Áine Wall

Personal information
- Irish name: Áine de Bhál
- Sport: Ladies' Gaelic football
- Position: right wing forward, left corner forward, full forward
- Born: 1970 (age 54–55)

Club(s)
- Years: Club
- Ballymacarbry LGFC

Club titles
- All-Ireland Titles: 10

Inter-county(ies)
- Years: County
- 1989–2003: Waterford

Inter-county titles
- All-Irelands: 5
- All Stars: 8

= Áine Wall =

Irish Gaelic footballer

Áine Wall (married name Áine Moore; born 1970) is an Irish sportswoman. She played ladies' Gaelic football with her local club, Ballymacarbry, and with her county, Waterford.

==Sporting career==
Wall won five All-Ireland Senior Ladies' Football Championships with Waterford, in 1991, 1992, 1994, 1995 and in the first televised final in 1998. She won eight Ladies' Gaelic Football All Stars Awards, appearing on the all-star team in 1989–1994, 1996 and 1998.

With her club, Ballymacarbry, she won ten All-Ireland Ladies' Club Football Championships.

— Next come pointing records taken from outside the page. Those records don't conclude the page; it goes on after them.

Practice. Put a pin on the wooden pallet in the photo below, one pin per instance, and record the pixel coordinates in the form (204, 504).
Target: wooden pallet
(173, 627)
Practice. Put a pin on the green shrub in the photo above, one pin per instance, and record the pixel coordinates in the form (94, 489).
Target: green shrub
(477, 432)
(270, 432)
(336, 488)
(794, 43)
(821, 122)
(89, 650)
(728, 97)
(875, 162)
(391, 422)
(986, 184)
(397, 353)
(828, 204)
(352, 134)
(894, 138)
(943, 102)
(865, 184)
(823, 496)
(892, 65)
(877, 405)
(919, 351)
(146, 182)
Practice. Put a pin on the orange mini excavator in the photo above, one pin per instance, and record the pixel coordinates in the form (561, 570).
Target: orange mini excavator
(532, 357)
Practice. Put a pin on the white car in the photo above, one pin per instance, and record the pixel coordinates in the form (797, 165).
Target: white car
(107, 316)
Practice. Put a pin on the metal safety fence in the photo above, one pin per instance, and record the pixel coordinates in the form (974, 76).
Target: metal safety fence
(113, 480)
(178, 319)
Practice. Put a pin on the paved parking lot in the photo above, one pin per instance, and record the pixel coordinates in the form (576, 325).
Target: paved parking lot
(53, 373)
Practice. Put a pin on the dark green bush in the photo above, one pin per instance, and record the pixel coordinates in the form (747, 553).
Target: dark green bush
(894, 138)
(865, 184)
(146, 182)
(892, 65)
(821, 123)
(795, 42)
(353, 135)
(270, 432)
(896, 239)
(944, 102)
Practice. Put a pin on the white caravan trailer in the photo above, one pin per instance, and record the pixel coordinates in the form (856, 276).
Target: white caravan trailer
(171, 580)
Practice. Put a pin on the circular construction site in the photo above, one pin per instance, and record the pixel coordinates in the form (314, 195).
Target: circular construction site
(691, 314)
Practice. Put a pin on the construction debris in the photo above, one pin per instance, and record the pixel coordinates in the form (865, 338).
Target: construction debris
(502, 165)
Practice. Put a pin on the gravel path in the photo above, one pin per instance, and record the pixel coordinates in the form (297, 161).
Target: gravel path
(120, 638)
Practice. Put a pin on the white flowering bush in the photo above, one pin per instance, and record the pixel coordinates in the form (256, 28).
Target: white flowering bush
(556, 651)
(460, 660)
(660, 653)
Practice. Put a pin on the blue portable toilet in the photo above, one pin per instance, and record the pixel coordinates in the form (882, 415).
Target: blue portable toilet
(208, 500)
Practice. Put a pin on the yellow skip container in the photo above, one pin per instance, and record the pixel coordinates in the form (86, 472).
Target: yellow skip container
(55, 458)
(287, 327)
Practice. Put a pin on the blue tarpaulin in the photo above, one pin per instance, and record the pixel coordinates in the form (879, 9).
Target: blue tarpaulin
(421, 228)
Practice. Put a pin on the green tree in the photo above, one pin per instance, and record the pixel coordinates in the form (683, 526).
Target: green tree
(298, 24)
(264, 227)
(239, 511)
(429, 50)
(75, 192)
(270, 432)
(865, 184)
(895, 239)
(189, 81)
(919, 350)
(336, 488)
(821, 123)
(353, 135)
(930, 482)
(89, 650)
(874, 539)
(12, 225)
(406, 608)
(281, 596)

In 2020, Cliona Foley (Irish Independent) named Wall as the 3rd greatest ladies' football player of all time (behind Cora Staunton and Mary Jo Curran). Wall was inducted into the Gaelic Writers' Association Hall of Fame in 2022.

==Media==

She will be the subject of a 2023 episode of Laochra Gael. Publicity for the documentary said that "as a result of the heroics of Áine and her friends, the sport, which had never even been broadcast when she started out, gained attention and respect. One of the greatest ever footballers, who revolutionised Ladies Football."
==Personal life==
Wall is a keen golfer and a member of Clonmel Golf Club.